The full release notes are here and detail changes to environmental effects and lighting as well as others.

If you’re interested in some of the work people are doing with the toolset or the effects you can achieve I’ve made some gifs:

Garden by Andrea Zvinakis

The gif doesn’t really do it justice (but the embed code won’t work and it’ll probably make mincemeat out of your browser if you’re on a phone anyway) but it shows how some of the colour effects make a painting pulsate in a really interesting way. It has a kind of heartbeat.

Kingfisher and Pond by Peter Shearer

Let’s just ignore the fact that this doesn’t quite loop (even though you can’t because it’s so irritatingly close to looping and ARGH) and concentrate on the fact that it’s a lovely, lovely kingfisher.

Opera Diva by Olga Nabatova

Olga has a lot of cool stuff on Tilt Brush but this one is so lovely and expressive. It’s Adam’s favourite, although I’d also suggest checking out her Blue Jay and the Snowdrops.

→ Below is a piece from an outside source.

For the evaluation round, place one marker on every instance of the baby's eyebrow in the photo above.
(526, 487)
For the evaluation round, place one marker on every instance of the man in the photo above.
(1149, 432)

The use of the swirl effects on these Dragonflies is really interesting too.

3 Comments

  1. pH101 says:

    Unfortunately, I couldn’t see a way to view them using google cardboard. Yes, I actually have a google cardboard. Feels like a bit of a wasted opportunity.

    • Polytope says:

      Sometimes you need to refresh the page for the cardboard button to show up, but there is one!

  2. Premium User Badge

    naam says:

    While I applaud and enjoy the move by Tiltbrush, there’s already an absolute wealth of VR art to be enjoyed over at Sketchfab – in VR if you run Chromium (or some other web-vr enabled browser).

    Blatantly linking to my personal favorite tool above, ever so sorry : ). There’s loads more besides that! Quill leads to less “flashy” work, Tiltbrush is a bit limiting on the tooling side (no full rotation, no endless zoom, hard to adjust strokes once placed).